Epique et rythmé
Ce
Daredevil in the Castle est un film piège. De ses moyens démesurés annoncés dès son générique avec ce long plan du Château d'Osaka filmé en hélicoptère, sa mise en scène particulièrement épique et ses explosions finales impressionnantes cachent un vrai film de cinéma de quartier sans grosses prétentions, et qui surtout donnent toute sa définition au film de genre populaire par excellence avec sa distribution prestigieuse et sa trame scénaristique déjà vue mais exploitée avec une belle science. Mifune incarne un personnage sans grande tenue, mal habillé, sans élégance, caractérisé par son attirail de vagabond lui conférant un style nonchalant, immédiatement repéré dès son arrivée à Osaka par ses provocations et son verbe tranchant : à l'inverse totale de John Wayne dans
Rio Bravo, la première apparition de Mifune n'est pas bien recherchée d'un point de vue strictement visuel, il n'ya pas la recherche de la grandeur du personnage symbolisé chez l'un comme un dieu avec cette vue en contre-plongée, symbolisé chez l'autre de manière plus anecdotique et à juste titre puisque Mifune n'a pas l'étoffe d'un samouraï contrairement à ce que l'on peut penser depuis ses performances chez Inagaki avec
Samurai 1 : Musashi Miyamoto et Kurosawa. Est-ce pour cela qu'il faille parler de rôle à contre emploi? Pas du tout, Mifune carburant toujours aussi bien qu'avant et même si il n'a pas la grandeur de ses personnages les plus populaires chez Kurosawa, il fait preuve d'une générosité telle que son jeu parfois outrancier n'en est qu'embelli.

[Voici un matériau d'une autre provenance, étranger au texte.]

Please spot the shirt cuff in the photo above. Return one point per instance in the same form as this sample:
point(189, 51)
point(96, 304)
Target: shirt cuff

Daredevil in the Castle est donc schématisé de la manière suivante : Mohei (Mifune) débarque à Osaka, s'éprend d'une poignée de samouraïs/paysans, se fait chasser par ces derniers et heureusement libéré de ses liens par un ninja énigmatique et une jeune femme emprunte de mystère. Mohei va rapidement se rendre compte que les propositions du clan Toyotomi vont s'avérer importantes pour lui puisqu'il pourra, si la victoire est sienne, devenir samouraï et être rémunéré. Dans son ensemble, ce beau film d'aventure à la dynamique effrénée ravira les amateurs de chambara autant que les aficionados d'un cinéma populaire faisant les beaux jours des "cinémas" de quartier : autant les combats sont parfois inspirés (dont un sympathique à la charrette) et plutôt bien mis en scène sans atteindre le géni plastique d'un Misumi ou Kobayashi, autant la grande statue de Bouddah incrustée sur écran par un effet spécial fait preuve d'un côté cheap que n'aurait pas renié un artisan médiocre comme Taniguchi Senkichi, tout comme certains combats avec en toile de fond (au sens propre) un faux background (maisons en feux, explosions...) pour rendre les séquences plus épiques et irréalisables en temps réel. Kurosawa fera mieux 25 ans plus tard, étant donné qu'il était économiquement impossible de réaliser ce qui passait par la tête des cinéastes à cette époque.
Etrangement, et film de Inagaki oblige, on retrouve les ingrédients de son cinéma passé. La relation qu'entretient Mifune avec Ai (interprétée par une Kagawa Kyoko pleine de vie) fait plus ou moins penser à celle qu'il avait avec Yachigusa Kaoru dans Samurai 1 : Musashi Miyamoto, c'est à peine si les "lieux de rencontre" sont les mêmes, symbolisés ici aussi par un pont. C'est peut-être aussi l'une des faiblesses de Daredevil in the Castle, l'absence de changement radical de style du cinéaste malgré les années qui défilent, et si l'on retrouve de belles séquences (la bataille de fin étonne par son montage et ses moyens colossaux), des personnages tous dotés d'une vraie personnalité (le septagénaire armé de son pistolet, la Dame interprétée par l'étrange Yamada Isuzu, la jeune Dame aveugle, les paysans motivés, le ninja contestataire...) et une trame sonore tout aussi épique composée par l'uns des compositeurs "oubliés" du cinéma japonais classique et post âge d'or, on ne peut qu'être légèrement déçu du résultat final. Sans être un chef d'oeuvre, Daredevil in the Castle reste une belle réussite à mettre à l'actif de la Toho.